The liability of the defendant is contractual and the fraud is alleged to satisfy the requirements of section 826 of the Civil Practice Act. (Elwell v. Russell, 29 App. Div. 436; Frey v. Torrey, 70 id. 166; affd., 175 N. Y. 501; Citizens’ National Bank v. Wetsel, 96 App. Div. 85.) Although plaintiff cannot succeed at the trial unless fraud is proved, yet this is only necessary for sustaining the order of arrest. The plaintiff’s cause of action on contract being admitted and especially the non-payment by the defendant of the sum of $725.46, including protest fees, fraud is only necessary to be proved, not to show damages to the plaintiff, but to sustain the validity of the order of arrest and to entitle the plaintiff to a body execution on the judgment. The fraud of the defendant was clearly established. (Taylor v. Guest, 58 N. Y. 262; Loos v. Wilkinson, 110 id. 195; Townsend v. Felthousen, 156 id. 618; Hickok v. Cowperthwait, 134 App. Div. 617.) The financial statement was a continuing statement of the defendant’s condition and the plaintiff had a right to rely on it. (Lewisohn v. Apple, 43 Hun, 640.) Since the defendant expressly represented the statement to be a true statement of his assets and liabilities to his personal knowledge and his knowledge was not denied by him at the trial, the result is actionable fraud. (Bystrom v. Villard, 175 App. Div. 433.) (See, also, Berlin Const. Co. v. Hoops, 185 id. 277.)

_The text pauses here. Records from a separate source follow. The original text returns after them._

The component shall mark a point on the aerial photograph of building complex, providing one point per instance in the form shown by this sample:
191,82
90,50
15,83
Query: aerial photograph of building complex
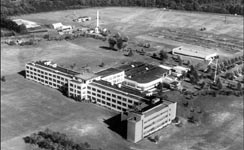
122,74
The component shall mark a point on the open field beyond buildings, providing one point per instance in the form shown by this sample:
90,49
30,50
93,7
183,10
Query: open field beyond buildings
27,107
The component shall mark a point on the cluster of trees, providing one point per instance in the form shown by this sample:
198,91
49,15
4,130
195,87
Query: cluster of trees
51,140
11,25
230,63
3,79
117,40
30,6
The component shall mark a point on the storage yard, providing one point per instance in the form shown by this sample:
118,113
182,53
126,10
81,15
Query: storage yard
28,106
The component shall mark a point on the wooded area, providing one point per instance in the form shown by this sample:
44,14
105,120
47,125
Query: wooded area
15,7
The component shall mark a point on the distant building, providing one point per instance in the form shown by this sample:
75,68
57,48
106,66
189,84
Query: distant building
82,19
28,24
178,70
62,28
202,54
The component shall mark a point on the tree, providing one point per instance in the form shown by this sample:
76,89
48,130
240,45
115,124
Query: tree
120,43
179,60
239,86
102,64
156,139
112,42
22,29
154,55
219,84
159,86
163,55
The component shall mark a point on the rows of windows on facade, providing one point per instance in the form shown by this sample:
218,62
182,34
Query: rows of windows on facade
127,89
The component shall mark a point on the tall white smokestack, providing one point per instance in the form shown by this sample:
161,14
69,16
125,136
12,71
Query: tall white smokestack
97,19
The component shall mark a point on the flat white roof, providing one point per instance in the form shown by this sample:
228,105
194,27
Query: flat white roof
27,23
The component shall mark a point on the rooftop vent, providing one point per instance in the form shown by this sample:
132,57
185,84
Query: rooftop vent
54,65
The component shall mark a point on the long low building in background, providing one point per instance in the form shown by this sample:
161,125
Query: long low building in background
198,53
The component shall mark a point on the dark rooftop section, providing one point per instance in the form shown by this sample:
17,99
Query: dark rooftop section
148,109
121,90
108,72
141,72
57,68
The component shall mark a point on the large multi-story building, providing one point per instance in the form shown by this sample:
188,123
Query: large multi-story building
143,77
112,88
146,119
48,73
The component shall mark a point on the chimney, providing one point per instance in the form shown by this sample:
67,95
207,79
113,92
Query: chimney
119,85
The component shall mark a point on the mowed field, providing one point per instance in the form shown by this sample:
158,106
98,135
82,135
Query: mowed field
27,107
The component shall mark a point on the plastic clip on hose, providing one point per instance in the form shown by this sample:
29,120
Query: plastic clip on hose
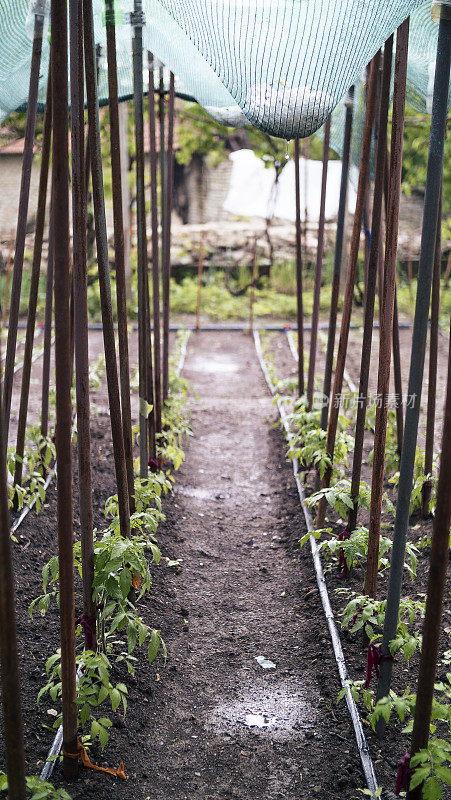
82,756
373,659
345,534
403,774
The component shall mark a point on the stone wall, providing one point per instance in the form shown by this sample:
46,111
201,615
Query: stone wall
206,189
10,176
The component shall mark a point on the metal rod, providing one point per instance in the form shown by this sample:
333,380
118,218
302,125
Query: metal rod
149,367
63,381
396,345
199,278
166,222
104,270
252,289
155,247
373,262
34,285
119,248
299,297
350,277
433,360
337,257
48,321
80,305
22,221
428,237
386,332
140,227
397,375
7,276
318,267
432,626
12,706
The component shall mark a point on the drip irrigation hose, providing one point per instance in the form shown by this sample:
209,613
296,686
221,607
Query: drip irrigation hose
56,745
362,745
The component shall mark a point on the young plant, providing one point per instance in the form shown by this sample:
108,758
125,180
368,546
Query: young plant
363,612
40,790
339,498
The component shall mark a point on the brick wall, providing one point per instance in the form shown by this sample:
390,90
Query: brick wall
207,188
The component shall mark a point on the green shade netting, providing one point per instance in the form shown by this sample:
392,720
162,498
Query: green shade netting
281,65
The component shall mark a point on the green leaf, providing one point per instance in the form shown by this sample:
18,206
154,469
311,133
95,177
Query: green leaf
115,699
132,635
85,713
103,694
142,633
153,645
103,737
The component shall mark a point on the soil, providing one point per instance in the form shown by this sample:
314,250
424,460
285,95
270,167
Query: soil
387,753
243,590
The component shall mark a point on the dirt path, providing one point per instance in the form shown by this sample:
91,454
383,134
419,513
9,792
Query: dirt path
244,591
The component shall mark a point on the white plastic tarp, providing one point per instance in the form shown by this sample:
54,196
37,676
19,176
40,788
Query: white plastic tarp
251,191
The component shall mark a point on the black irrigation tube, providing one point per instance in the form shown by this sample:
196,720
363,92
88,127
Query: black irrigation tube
97,326
55,748
362,745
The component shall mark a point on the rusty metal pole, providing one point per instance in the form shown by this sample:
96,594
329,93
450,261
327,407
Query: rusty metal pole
337,257
397,377
137,21
432,626
433,359
7,276
148,339
299,296
428,239
34,285
373,261
252,289
388,297
60,101
12,706
168,182
119,247
199,279
350,277
48,322
155,247
104,270
318,268
21,230
80,305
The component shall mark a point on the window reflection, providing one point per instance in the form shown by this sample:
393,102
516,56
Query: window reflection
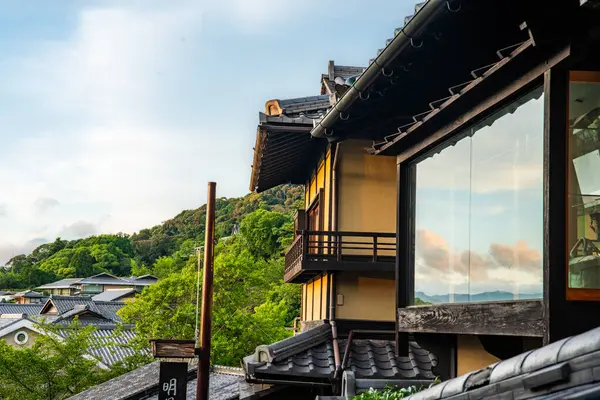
584,180
479,211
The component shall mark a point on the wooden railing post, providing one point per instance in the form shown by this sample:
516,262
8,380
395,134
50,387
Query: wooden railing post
375,248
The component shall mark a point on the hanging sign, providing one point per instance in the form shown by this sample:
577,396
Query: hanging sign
172,381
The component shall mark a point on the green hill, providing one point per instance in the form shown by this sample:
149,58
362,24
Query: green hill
142,252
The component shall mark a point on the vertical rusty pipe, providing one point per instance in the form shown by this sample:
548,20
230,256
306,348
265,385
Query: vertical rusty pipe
207,292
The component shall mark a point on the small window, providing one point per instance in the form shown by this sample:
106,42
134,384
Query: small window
21,337
583,217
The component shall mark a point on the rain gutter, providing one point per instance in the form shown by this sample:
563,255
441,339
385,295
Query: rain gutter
403,39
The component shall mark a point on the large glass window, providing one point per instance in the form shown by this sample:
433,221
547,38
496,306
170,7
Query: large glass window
479,211
584,185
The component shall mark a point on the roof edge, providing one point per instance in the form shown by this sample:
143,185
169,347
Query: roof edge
421,19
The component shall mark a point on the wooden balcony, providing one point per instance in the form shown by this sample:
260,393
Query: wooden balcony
314,252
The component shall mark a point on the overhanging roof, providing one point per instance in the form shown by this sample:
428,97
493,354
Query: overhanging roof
285,151
439,51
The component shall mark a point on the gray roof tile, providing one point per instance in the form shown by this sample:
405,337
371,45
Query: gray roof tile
537,374
310,355
221,386
112,295
62,284
12,308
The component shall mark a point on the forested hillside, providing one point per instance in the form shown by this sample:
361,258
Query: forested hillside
158,250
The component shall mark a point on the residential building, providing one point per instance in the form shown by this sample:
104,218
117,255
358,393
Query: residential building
224,384
96,284
343,254
6,296
491,111
63,287
28,297
19,324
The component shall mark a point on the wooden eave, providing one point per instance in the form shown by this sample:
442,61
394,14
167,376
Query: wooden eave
453,51
283,153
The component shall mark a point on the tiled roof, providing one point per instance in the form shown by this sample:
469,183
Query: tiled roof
567,366
112,295
4,322
62,284
109,309
310,355
305,105
13,308
29,294
222,386
111,345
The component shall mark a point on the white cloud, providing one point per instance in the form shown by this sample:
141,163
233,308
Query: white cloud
44,204
100,138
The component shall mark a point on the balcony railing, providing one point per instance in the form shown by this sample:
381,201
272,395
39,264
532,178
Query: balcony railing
314,250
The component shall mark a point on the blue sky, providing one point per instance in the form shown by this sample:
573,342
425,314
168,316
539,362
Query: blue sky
115,114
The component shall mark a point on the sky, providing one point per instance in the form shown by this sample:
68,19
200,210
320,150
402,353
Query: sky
114,115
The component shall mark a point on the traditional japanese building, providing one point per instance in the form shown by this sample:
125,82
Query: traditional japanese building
343,254
491,110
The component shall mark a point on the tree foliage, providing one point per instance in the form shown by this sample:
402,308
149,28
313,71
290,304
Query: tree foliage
159,250
252,305
56,366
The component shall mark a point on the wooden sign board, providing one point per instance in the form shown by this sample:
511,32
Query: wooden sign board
172,381
173,348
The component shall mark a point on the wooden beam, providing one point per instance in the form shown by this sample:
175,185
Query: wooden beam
162,348
483,108
516,318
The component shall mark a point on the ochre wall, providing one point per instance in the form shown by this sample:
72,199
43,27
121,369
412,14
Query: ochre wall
366,298
367,192
471,355
314,299
320,179
367,189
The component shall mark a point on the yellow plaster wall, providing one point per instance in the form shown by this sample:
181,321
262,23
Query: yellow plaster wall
365,298
367,190
320,179
471,355
324,286
314,299
308,299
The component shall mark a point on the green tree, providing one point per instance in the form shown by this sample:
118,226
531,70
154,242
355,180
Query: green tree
264,232
55,367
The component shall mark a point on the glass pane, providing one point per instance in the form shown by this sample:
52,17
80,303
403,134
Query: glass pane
507,181
442,225
584,185
479,211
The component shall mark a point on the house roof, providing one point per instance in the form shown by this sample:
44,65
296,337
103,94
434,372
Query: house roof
569,366
110,343
328,84
75,304
103,279
13,308
284,149
30,294
61,284
113,295
437,65
309,355
222,386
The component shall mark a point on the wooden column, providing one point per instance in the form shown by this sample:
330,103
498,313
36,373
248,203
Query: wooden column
555,206
404,240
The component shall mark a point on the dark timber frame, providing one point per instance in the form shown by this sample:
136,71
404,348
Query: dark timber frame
553,317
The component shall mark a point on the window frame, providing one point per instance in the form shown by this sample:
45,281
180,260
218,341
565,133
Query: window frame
575,294
469,129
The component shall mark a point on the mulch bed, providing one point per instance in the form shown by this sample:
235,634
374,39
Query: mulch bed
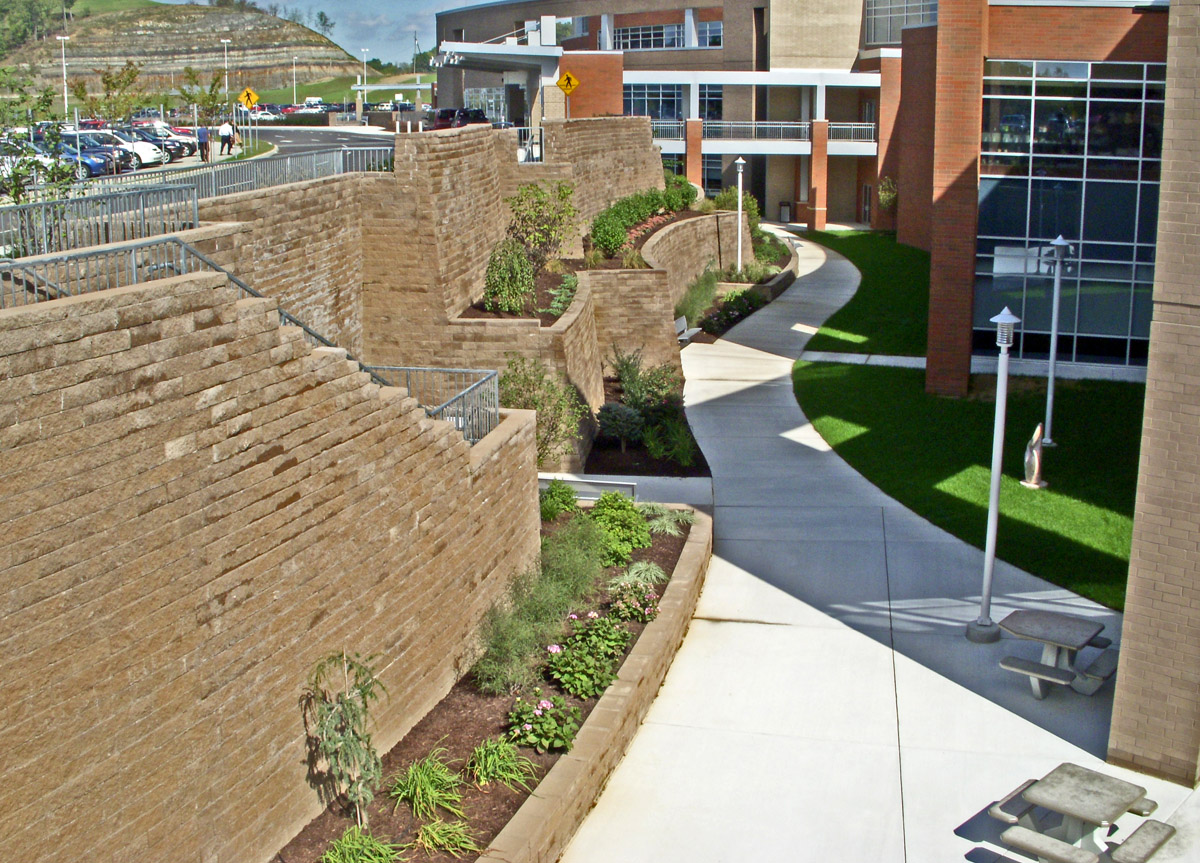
460,721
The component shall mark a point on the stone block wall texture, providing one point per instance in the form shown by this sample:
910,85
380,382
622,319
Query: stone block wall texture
687,249
1156,713
198,507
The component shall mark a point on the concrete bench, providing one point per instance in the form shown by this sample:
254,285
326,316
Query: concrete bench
1095,675
1038,672
1047,847
683,333
1143,843
1015,809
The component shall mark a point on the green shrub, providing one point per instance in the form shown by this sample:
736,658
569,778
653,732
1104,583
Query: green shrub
623,526
357,846
543,220
497,760
556,498
527,384
427,785
336,706
727,199
508,283
621,421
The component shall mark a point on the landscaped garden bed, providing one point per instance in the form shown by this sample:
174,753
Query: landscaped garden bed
559,679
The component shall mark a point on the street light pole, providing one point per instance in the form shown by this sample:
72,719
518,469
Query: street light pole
741,163
1060,251
63,41
983,629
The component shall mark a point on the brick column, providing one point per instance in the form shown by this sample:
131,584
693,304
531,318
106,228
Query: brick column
694,161
819,175
1156,712
961,41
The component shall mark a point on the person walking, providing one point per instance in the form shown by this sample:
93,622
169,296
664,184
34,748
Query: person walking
202,138
226,133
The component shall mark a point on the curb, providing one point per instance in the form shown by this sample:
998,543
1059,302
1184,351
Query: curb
549,819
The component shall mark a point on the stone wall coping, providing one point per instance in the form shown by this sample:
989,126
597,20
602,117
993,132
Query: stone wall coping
545,823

The contention of the defendant that the plaintiff, by filing a proof of claim in the bankruptcy proceedings, elected to proceed in the United States District Court and waived his right to bring the action in the Municipal Court, is not sustained by authority. (Georgi v. Texas Company, 225 N. Y. 410; Hall v. Grays, 227 App. Div. 337; Frey v. Torrey, 175 N. Y. 501.) It appears that the proof of claim Was filed in April, 1932, and the falsity of the financial statement filed by the defendant was not discovered until October, 1932, during an examination of the defendant in the bankruptcy proceedings. In Frey v. Torrey (supra) the following questions were certified by the Appellate Division:
“ First. Has a creditor of a bankrupt, who has proved his claim against the bankrupt in proceedings in bankruptcy under the act of Congress entitled 1 An act to establish a uniform system of bankruptcy throughout the United States,’ passed July 1, 1898, as a debt due him from the bankrupt, made such an election of remedies as will preclude him, after the bankrupt’s discharge, from maintaining an action upon the same debt, which has not been paid, where he alleges and proves in order to overcome the defense of a *669discharge in bankruptcy, that such a debt was created by the fraud of the bankrupt? Second. Under subvidision 4 of section 17 of said act, does a discharge in bankruptcy under said act release the bankrupt from a debt which was created by his fraud, but not while acting as an officer or in any fiduciary capacity, where such debt has not been reduced to, or merged in, a judgment? ”
The Court of Appeals answered both questions in the negative.
Plaintiff having established his right to an order of arrest under section 826 of the Civil Practice Act, and the order of arrest not having been vacated upon the proof taken at the trial, the plaintiff is entitled to recover judgment for the sum of $725.46, with body execution against the defendant. Five days’ stay of execution.